In the meantime, Provident Bank will continue to field offers for the brewery, and it’s “business as usual” for Smuttynose, brewery spokesperson Barbara MacLeod told Brewbound.

Rice declined to share his offer for the brewery other than to say it was more than the $8.25 million the bank had offered the brewery for during the auction. He added that Smuttynose would be his “first direct” purchase in the beer space.

According to Rice’s bio on the Extreme Networks website, he previously worked in private equity as an operating partner with Marlin Equity, and as a managing director for the New Castle Capital group.

If Rice is successful in acquiring Smuttynose, he said the brand would live on.

“I love the brand,” he said. “We see a lot of potential in what we can do with this brand and the different assets that are a part of it. Smuttynose would continue — 100 percent.”

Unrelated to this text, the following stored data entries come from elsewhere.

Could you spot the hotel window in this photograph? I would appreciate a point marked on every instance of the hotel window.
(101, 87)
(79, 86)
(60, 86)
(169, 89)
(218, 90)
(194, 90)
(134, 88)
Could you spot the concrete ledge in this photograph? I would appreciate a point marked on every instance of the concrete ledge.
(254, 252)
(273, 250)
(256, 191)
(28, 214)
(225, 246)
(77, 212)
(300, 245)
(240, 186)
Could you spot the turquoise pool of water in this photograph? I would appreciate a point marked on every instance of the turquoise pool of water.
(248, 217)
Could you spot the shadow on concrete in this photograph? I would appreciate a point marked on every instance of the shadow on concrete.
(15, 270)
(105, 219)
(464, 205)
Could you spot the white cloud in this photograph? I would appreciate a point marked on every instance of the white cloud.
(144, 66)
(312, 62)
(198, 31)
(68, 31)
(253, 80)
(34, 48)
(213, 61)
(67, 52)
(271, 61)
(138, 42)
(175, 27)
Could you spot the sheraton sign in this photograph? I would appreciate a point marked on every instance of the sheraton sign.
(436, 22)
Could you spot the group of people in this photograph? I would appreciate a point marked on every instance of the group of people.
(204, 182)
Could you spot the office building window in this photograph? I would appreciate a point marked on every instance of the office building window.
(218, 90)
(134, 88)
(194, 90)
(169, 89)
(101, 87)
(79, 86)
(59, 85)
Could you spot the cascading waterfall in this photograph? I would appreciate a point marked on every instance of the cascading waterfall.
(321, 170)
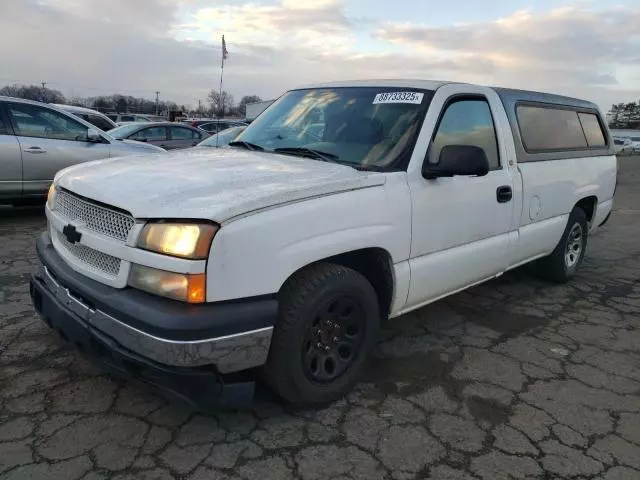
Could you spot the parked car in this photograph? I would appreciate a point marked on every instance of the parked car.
(37, 140)
(287, 252)
(124, 118)
(221, 139)
(165, 135)
(214, 125)
(623, 146)
(220, 125)
(94, 117)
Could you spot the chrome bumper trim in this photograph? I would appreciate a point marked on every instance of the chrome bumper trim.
(230, 353)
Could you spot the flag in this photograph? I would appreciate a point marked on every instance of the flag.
(225, 52)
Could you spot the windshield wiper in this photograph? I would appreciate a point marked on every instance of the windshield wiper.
(310, 153)
(247, 145)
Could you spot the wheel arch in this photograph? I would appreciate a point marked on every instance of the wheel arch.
(373, 263)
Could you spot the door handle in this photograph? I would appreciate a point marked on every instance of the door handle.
(34, 150)
(504, 194)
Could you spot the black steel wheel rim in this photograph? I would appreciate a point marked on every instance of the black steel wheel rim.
(333, 339)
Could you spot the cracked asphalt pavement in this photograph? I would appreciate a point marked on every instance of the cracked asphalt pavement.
(516, 378)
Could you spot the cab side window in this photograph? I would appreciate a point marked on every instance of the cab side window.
(467, 122)
(99, 122)
(151, 134)
(179, 133)
(35, 121)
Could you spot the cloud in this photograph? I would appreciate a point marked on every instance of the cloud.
(566, 46)
(319, 24)
(136, 47)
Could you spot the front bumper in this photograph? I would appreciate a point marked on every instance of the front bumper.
(183, 350)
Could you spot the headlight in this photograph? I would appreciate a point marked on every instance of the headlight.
(51, 194)
(179, 286)
(187, 240)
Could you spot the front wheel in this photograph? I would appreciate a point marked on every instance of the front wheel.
(327, 326)
(564, 261)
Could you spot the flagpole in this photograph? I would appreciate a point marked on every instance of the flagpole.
(221, 99)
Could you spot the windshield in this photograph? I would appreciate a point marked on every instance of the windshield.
(124, 131)
(357, 126)
(223, 138)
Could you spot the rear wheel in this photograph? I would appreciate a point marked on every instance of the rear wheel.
(328, 324)
(564, 261)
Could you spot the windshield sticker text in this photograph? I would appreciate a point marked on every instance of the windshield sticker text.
(399, 97)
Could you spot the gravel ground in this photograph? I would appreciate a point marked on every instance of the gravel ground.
(516, 378)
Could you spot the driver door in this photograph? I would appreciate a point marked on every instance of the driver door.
(462, 225)
(49, 141)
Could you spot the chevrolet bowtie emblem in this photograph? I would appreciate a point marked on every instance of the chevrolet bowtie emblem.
(71, 234)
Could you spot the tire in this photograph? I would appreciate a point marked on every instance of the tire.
(327, 326)
(564, 261)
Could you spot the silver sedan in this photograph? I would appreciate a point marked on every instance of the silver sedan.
(167, 135)
(37, 140)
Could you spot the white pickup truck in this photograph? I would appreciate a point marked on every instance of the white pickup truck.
(342, 206)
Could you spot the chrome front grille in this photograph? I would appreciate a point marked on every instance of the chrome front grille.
(93, 259)
(109, 222)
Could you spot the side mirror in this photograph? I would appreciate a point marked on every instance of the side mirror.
(93, 136)
(463, 160)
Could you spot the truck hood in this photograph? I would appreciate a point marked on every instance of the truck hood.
(213, 184)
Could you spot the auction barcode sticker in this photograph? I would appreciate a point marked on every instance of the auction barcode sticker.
(399, 97)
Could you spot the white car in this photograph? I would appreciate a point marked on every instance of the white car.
(286, 251)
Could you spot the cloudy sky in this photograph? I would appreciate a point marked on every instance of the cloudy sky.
(588, 49)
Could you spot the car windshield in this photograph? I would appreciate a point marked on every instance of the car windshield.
(124, 131)
(359, 126)
(222, 138)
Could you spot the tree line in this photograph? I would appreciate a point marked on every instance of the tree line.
(217, 104)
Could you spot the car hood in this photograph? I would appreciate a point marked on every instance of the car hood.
(213, 184)
(127, 145)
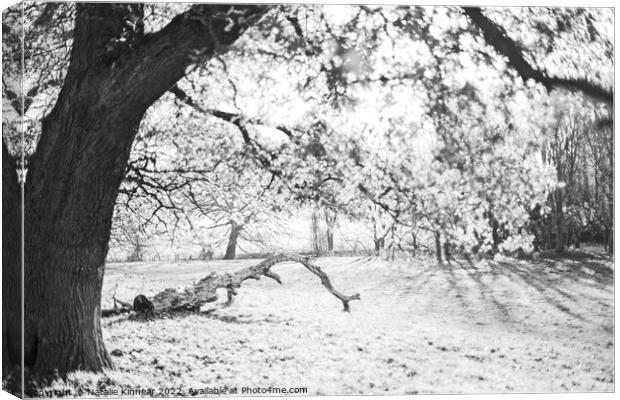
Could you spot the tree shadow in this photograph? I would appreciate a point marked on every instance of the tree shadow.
(549, 276)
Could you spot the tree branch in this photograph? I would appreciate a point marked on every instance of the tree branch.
(497, 37)
(205, 290)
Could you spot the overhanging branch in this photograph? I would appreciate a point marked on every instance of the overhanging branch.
(497, 37)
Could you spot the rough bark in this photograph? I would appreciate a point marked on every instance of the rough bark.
(233, 236)
(205, 290)
(11, 264)
(438, 247)
(379, 245)
(497, 37)
(80, 162)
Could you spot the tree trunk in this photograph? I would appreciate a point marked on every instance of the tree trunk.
(77, 169)
(446, 251)
(330, 222)
(379, 245)
(330, 240)
(231, 247)
(438, 247)
(11, 268)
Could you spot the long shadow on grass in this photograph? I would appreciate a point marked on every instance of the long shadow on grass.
(210, 313)
(534, 274)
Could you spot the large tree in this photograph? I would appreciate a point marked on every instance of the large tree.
(114, 73)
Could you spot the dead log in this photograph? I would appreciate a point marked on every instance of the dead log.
(204, 291)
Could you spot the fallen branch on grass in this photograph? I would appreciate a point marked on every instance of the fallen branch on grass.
(205, 290)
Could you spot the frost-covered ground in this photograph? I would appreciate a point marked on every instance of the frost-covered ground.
(499, 326)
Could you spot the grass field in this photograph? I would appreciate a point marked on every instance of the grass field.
(499, 326)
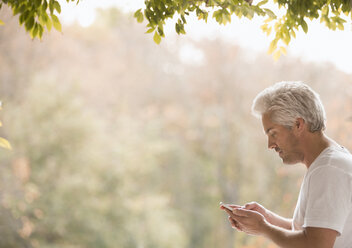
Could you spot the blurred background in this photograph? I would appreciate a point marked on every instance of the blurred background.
(119, 142)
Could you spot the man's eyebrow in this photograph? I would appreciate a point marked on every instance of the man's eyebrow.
(268, 130)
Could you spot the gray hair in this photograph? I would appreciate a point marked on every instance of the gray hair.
(287, 101)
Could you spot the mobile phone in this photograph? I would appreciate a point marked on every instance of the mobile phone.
(227, 206)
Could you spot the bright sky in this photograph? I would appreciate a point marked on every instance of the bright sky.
(319, 45)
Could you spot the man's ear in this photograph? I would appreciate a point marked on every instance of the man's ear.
(299, 125)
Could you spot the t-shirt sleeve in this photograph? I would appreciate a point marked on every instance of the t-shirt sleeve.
(329, 199)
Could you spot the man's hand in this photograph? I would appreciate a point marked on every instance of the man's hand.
(249, 221)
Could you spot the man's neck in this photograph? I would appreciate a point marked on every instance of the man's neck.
(313, 144)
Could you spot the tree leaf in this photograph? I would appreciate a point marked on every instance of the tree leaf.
(157, 38)
(270, 13)
(304, 26)
(151, 30)
(277, 55)
(56, 22)
(139, 15)
(262, 3)
(57, 7)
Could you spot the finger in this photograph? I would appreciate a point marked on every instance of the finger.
(242, 212)
(251, 205)
(235, 206)
(234, 224)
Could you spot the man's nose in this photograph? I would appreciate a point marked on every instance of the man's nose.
(271, 144)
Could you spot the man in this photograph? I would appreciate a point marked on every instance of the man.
(293, 119)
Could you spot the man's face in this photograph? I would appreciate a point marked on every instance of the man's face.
(283, 140)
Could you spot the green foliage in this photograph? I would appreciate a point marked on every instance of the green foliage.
(295, 17)
(36, 15)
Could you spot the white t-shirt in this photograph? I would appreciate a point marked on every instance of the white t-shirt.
(325, 199)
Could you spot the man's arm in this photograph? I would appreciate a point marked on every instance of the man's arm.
(310, 237)
(270, 216)
(254, 223)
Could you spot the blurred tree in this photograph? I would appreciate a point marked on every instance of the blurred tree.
(36, 15)
(296, 14)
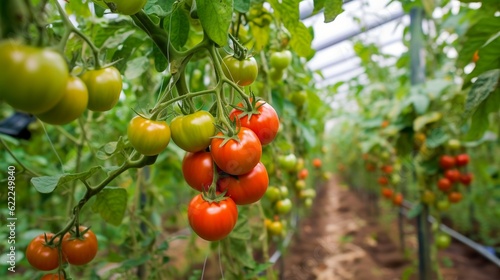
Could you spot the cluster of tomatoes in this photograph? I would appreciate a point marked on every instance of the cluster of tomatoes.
(77, 248)
(37, 81)
(453, 171)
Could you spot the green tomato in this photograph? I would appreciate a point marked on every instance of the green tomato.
(299, 98)
(273, 193)
(33, 80)
(71, 106)
(193, 132)
(287, 162)
(281, 60)
(442, 240)
(243, 72)
(283, 206)
(148, 137)
(104, 86)
(126, 7)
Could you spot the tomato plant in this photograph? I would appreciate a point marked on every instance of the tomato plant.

Rice added that he would be open to working with former owner Peter Egelston, who had previously offered to help a new buyer with the brewery’s transition.“We’re local folks,” Rice said. “We know the folks who work here, and we believe a lot in the brand and the technology and the platform that they put together. So we’re completely open to, and want to work with, and really frankly need to work with a lot of the folks not just in a transition — it’s going to be a smooth transition — but to really reinvigorate this brand. We have to get it back up and running and moving and producing assets as opposed to taking on water.”

The auction for the 24-year-old craft brewery was announced in mid-January. At the time, Egelston cited overleveraging of investments and missed growth projections due increasing competition from fellow craft brewers for the foreclosure.

Issues for the company apparently started following an investment to build a 32,000 sq. ft., LEED-certified gold facility with a capacity to produce 75,000 barrels. However, Smuttynose was only able to fill about 50 percent of that capacity. The company’s sales declined 8 percent in 2016 to 48,000 barrels, and the James R. St. Jean Auctioneers listing for brewery tabbed 2017’s production at 35,000 barrels.

Before the auction Egelston and partner, Joanne Francis, shared hugs with friends and employees as St. Jean read a letter that the couple penned.

“Despite the circumstances that led to today’s auction, we are proud of what we and our dedicated staff accomplished over the past 25 years and proud of what we built here,” they wrote.

Under towering steel tanks, Egelston and Francis, among a group of Smuttynose employees and supporters, watched the auction unfold. They embraced and shed tears.